Jimmy Rollins,love him but he talks way to much.
Koamalu
Maybe they should have chosen the Chris Young that was a former player to be their pitching coach. He was an Ivy League grad and pitched in the majors for 13 years despite not having overpowering stuff.
DarkSide830
guys who thrive without velocity are as good for pitching coaches as base stealers who arent fast as 1B coaches. i know its a layman’s perspective, but do you not want the guy who knew how ro overacheive coaching your players to do the same?
Woods Rider
Absolutely right. I remember Rickey Henderson saying in an interview one time that stealing wasn’t about speed. It was about knowing reading the situation and knowing when to steal.

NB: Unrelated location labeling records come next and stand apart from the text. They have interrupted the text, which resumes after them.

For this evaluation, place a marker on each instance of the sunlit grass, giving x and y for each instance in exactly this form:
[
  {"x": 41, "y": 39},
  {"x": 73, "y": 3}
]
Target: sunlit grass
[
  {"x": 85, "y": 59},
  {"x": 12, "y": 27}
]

I be that was one reason Davey Lopes was so successful as a 1B coach. Makes me even more upset about Doc. He knew what to throw and when to throw it. His work with the Phillies youngsters had Pitching Coach all over it.
Moyer would never have survived without that either.
DarkSide830
That’s a potential choice there, Moyer. Also Utley as a first base coach would be a nice choice – name recognition and the single season record for steals in a 100% SB% season.
steelerbravenation
Easy for Ricky to say when he had speed
Woods Rider
How many guys with speed in today’s game can’t steal a bag worth a squat?
Too many.
Cat Mando
Well, that’s 50% of the news I wanted to see. Gilligan is gone, let’s make it the Skipper too.
jd396
I’d like folks trashing analytics to explain exactly what it is they don’t like about it. To my knowledge no coach in baseball prints out Excel spreadsheets on letter paper, wads them up into a ball, and lodges them in players’ tracheas. So when we say players are smothered with analytics, what exactly does that mean?

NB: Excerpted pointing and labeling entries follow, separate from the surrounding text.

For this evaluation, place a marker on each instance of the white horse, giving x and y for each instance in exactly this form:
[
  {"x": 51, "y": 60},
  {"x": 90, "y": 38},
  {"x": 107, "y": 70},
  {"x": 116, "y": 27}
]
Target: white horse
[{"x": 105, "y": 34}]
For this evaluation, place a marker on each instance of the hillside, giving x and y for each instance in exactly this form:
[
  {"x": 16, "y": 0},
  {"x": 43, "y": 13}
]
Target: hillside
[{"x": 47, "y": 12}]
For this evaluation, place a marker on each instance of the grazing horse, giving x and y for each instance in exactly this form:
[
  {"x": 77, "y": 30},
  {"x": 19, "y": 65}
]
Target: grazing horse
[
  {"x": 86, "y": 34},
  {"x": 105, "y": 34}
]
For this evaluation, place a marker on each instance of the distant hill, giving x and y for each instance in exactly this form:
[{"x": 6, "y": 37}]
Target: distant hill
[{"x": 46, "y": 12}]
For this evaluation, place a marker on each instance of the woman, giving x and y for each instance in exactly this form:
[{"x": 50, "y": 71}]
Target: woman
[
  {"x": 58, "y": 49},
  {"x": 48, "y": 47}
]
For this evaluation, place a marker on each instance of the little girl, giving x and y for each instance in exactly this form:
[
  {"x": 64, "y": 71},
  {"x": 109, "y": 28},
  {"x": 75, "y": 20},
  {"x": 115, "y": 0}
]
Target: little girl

I’m definitely not saying there isn’t a balance, and I’m definitely not saying that there aren’t coaches that overdo it, but the sweeping generalizations are a bit much.
DarkSide830
Kapler does exactly what you say. im not completely anti-analytics, but i think they are well overused, and Gabe is exhibit A. he lives or dies by the spreadsheet, taking pitchers out at awkward times and sticking with guys like VV and Pivetta simply because the spreadsheet said they “should” be good. he puts ice-cold players in key spots in the order simply because they are hitting the ball hard, and starts guys like Miller and Rodriguez, frequently at the few positions they can’t play. for everything that is wrong with analytics, there is a corresponding Kapler screw-up. all the Phils need is a coach who knows that analytics is a supplementary piece that should be used to identify “potential” hidden gems, make minor lineup tweaks, and to help individual players try to improve their game – if the tweaks in question work for them. unfortunately Kapler does not know this, ans therefore must be replaced.
♪
Hoping Ray Searage is brought in to interview for pitching coach.
money
Ray Searage would be a big improvement but he’s got to have something to work with. Other than Nola and Eflin I don’t see anyone. The bullpen is garbage you could replace everyone and not lose a thing.

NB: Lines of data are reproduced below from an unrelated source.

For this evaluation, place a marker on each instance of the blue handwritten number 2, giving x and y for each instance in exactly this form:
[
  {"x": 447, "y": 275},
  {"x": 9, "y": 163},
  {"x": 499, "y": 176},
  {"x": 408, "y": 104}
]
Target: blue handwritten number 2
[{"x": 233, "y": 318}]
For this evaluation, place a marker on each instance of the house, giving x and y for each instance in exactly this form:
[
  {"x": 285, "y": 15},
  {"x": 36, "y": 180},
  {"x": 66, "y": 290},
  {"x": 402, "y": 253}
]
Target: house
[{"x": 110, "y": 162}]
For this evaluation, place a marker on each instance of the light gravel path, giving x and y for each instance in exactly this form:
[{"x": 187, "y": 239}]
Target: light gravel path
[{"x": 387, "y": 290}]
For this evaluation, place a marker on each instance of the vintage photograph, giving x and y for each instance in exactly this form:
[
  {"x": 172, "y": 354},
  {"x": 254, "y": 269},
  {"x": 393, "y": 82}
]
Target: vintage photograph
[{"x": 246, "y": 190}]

Scouting and player development needs improvement. They aren’t giving the big club anything they can use.
phillyballers
Thank Baby Jesus
Mr. Sarcasm
I read where Rich Dubee. Might be considered again. Hmm….
modifish
Phils need to ditch Krapler and bring in Mike Scioscia. He would be 2020’s version of Dallas Green. Similar situation this year to to 1979. Green replaced Ozark whom had let the clubhouse become a country club with no discipline just like Krapler lets everyone do as they please because he’s afraid to hurt their feelings. Scioscia is one of the last of the true baseball managers still young enough to do the job. I think he’d mesh well with the fans and shock the clubhouse out of their analytics induced coma. If Klentak doesn’t like it he can go too. His approach to assessing pitching is abysmal and he is too caught up in his smarter than thou number worshipping ways to even understand what he’s doing wrong. I still think this team has the potential to be a playoff team and World Series contender in 2020 if they make the right moves regarding pitching and get back to basics.